Al activista José Rolando Casares le está siendo negada la asistencia médica dentro de la prisión llamada “Kilo 5” en Pinar del Río, según informa el portal CubaNet.
Casares, que pertenece a la Mesa de Diálogo de la Juventud Cubana, se le rompió la prótesis dental y no logra masticar bien la poca comida que logra consumir.
Su esposa, Yamilka Abascal, denuncia que aparte tiene otra prótesis en el intestino y no todos los alimentos los puede consumir.
“Se le rompió la prótesis dental desde que entró y le resulta muy incómodo masticar lo poco que puede comer. Él puede comer muy pocas cosas porque tiene una prótesis en el intestino desde que era niño”.
Los carceleros tampoco le permiten a la esposa ingresar los alimentos adecuados que puede ingerir el preso político, algo que es una “injusticia”.
Pese a sus 40 años de edad, Casares tiene que usar prótesis dental porque a principios de los 2000, cuando apenas comenzaba su actividad política, “le sacaron los dientes a golpes”, cuenta Yamilka, a quien le contaron de la brutal golpiza amigos y el propio Casares.
NOTICIAS RELACIONADAS: Lamentable: Ex preso político vive en pobreza extrema en Cuba (+VIDEO)
El “delito”
El régimen juzgó al activista el pasado 15 de febrero por el presunto delito de “desacato”, en su figura básica, dos delitos de “atentado” y “ultraje sexual”.
Fue condenado a cinco años de trabajo correccional sin internamiento junto a su esposa, Yamilka Abascal quien fue condena a 2 años de prisión domiciliaria pese a que en ese momento tenía 8 meses de embarazo.
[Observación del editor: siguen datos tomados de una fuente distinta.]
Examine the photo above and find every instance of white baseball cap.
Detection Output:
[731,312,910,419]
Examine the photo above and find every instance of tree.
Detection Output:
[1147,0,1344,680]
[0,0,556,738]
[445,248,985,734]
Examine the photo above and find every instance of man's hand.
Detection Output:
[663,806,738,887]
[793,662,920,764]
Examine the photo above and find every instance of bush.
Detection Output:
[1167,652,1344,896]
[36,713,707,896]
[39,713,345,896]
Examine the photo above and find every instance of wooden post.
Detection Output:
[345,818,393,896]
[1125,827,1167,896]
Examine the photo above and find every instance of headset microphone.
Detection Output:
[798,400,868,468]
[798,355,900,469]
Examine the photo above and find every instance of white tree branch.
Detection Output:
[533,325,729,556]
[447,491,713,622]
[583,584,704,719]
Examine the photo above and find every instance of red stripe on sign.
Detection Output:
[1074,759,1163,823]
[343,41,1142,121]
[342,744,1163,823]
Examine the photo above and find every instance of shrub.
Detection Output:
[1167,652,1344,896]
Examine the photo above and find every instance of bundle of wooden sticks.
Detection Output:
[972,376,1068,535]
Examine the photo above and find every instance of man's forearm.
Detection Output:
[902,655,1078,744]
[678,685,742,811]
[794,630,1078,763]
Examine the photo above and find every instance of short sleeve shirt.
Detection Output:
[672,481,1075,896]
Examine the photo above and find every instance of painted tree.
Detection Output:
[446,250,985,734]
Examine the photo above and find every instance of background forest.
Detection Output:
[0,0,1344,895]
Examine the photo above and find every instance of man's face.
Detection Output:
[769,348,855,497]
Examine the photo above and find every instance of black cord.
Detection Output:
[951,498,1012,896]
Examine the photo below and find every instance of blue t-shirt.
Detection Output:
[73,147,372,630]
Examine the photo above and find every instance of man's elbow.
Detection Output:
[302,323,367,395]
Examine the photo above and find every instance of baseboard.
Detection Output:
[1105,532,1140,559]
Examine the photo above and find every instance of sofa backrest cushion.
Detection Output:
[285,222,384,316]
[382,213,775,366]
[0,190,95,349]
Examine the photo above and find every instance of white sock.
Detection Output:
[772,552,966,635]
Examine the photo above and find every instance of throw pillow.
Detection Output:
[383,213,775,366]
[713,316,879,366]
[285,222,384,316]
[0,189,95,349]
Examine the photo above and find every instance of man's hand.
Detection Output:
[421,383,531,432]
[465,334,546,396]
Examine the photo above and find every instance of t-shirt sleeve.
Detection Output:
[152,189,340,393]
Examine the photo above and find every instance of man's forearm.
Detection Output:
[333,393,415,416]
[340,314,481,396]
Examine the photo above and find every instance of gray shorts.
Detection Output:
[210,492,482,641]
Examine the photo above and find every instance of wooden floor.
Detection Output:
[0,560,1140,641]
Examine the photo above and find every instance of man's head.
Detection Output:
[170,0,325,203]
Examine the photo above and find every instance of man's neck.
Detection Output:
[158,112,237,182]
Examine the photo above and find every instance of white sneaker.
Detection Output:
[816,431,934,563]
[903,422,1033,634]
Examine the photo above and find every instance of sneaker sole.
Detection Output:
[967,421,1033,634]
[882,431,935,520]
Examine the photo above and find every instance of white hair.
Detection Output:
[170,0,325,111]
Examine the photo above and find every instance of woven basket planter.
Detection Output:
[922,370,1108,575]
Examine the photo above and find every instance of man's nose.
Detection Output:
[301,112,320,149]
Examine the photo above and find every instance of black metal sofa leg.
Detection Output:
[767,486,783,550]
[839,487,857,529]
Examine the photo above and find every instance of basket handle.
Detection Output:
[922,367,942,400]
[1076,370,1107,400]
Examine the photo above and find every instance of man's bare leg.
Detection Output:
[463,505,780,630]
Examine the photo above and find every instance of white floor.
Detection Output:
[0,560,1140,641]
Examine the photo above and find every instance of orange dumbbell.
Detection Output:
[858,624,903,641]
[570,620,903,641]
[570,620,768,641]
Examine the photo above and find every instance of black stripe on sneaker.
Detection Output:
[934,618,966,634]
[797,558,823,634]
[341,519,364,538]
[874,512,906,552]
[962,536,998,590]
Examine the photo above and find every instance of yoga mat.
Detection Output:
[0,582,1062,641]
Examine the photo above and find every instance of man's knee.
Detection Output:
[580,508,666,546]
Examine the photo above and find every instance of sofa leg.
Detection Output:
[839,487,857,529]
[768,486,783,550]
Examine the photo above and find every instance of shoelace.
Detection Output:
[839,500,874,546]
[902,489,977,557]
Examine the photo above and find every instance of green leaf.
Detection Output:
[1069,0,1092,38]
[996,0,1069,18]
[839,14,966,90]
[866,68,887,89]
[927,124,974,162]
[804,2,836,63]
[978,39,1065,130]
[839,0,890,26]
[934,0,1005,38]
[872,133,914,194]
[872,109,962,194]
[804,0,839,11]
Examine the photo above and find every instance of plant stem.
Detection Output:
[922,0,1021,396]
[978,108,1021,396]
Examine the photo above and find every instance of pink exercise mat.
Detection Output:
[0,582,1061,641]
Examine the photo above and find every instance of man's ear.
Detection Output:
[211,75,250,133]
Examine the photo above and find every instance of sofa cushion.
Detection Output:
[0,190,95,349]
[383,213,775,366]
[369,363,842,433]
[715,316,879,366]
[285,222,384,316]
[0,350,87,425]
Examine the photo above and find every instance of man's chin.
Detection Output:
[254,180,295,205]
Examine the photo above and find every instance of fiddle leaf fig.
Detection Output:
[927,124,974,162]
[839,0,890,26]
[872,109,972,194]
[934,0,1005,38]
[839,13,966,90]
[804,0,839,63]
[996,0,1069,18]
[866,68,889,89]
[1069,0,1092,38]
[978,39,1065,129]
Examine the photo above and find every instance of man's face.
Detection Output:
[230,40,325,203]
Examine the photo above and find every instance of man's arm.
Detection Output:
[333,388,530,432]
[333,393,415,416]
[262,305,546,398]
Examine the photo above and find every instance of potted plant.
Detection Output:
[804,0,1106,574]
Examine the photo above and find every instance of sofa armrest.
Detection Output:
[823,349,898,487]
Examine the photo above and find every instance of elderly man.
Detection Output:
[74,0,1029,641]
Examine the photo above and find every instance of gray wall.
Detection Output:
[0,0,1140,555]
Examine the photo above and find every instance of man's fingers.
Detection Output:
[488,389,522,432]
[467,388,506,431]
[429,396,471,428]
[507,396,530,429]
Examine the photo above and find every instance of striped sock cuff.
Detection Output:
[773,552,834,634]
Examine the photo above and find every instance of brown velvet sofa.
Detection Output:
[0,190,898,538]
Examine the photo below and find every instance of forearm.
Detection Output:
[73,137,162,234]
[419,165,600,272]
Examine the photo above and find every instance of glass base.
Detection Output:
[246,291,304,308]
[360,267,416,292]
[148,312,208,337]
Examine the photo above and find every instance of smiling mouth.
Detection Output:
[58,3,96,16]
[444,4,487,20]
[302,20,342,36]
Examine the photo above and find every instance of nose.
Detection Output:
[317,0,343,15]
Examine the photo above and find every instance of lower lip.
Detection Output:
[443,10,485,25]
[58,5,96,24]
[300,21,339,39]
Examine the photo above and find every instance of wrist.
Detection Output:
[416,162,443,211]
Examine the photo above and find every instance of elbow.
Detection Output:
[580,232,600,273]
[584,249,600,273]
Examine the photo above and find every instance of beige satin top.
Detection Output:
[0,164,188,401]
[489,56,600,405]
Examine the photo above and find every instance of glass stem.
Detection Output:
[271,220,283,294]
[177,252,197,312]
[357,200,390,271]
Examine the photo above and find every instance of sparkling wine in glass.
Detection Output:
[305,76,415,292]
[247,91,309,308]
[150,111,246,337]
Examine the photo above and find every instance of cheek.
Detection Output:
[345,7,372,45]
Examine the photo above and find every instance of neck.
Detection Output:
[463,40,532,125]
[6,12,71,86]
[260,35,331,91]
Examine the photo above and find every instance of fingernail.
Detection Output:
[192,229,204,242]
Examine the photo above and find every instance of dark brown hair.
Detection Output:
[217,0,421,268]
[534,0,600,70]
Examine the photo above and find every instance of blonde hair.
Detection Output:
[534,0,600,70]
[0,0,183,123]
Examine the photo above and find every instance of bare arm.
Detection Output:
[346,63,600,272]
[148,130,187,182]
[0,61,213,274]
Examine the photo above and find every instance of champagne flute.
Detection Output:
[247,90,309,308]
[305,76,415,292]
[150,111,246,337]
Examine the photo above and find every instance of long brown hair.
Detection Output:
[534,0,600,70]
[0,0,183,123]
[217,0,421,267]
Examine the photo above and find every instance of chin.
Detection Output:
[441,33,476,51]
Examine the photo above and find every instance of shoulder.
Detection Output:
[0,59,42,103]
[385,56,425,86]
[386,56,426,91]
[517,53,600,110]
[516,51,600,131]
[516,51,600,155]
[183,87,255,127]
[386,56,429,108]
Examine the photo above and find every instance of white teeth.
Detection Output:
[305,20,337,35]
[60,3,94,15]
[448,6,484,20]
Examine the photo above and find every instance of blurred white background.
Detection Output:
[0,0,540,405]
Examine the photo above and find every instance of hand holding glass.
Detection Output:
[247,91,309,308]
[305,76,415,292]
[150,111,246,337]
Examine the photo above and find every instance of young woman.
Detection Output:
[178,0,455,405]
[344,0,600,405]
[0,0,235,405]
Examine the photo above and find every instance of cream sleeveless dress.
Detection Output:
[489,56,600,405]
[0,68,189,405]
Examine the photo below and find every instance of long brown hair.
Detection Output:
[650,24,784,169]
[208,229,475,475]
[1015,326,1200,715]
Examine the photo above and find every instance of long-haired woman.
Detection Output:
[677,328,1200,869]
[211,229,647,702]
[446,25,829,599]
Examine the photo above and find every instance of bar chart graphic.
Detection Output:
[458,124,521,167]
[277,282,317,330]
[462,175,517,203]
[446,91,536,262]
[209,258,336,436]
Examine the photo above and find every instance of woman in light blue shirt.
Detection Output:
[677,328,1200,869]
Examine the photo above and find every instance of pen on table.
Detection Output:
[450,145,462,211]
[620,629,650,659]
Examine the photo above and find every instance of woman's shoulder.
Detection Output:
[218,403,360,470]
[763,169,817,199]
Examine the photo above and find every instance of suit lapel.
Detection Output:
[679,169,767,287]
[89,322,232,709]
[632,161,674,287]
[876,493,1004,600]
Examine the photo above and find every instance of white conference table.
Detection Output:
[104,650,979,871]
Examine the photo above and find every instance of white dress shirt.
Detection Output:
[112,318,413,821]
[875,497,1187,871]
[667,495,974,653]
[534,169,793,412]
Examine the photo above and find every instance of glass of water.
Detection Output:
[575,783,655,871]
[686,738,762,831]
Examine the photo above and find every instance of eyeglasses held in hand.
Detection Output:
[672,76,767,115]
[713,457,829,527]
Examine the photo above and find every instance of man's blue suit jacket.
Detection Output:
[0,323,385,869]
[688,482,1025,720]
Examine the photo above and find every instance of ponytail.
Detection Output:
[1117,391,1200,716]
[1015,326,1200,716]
Aunque su condena era sin internamiento, Casares se negó a trabajar de manera forzada en la construcción o en la agricultura como proponía la Fiscalía, por lo que fue llevado a “Kilo 5” y ahora, según Abascal “no saben dónde ponerlo”.
“Lo mueven constantemente porque no quieren que hable con los demás presos. Si cogen a alguien diciéndole ‘político’ lo castigan”
Yamilka anda como “loca” con los niños, “haciendo presión” no solo por el tema de la comida y por la inestabilidad a la que lo están sometiendo, o porque “no querían que le diera una enguantada”, sino y sobre todo, “por su libertad”, resume la activista.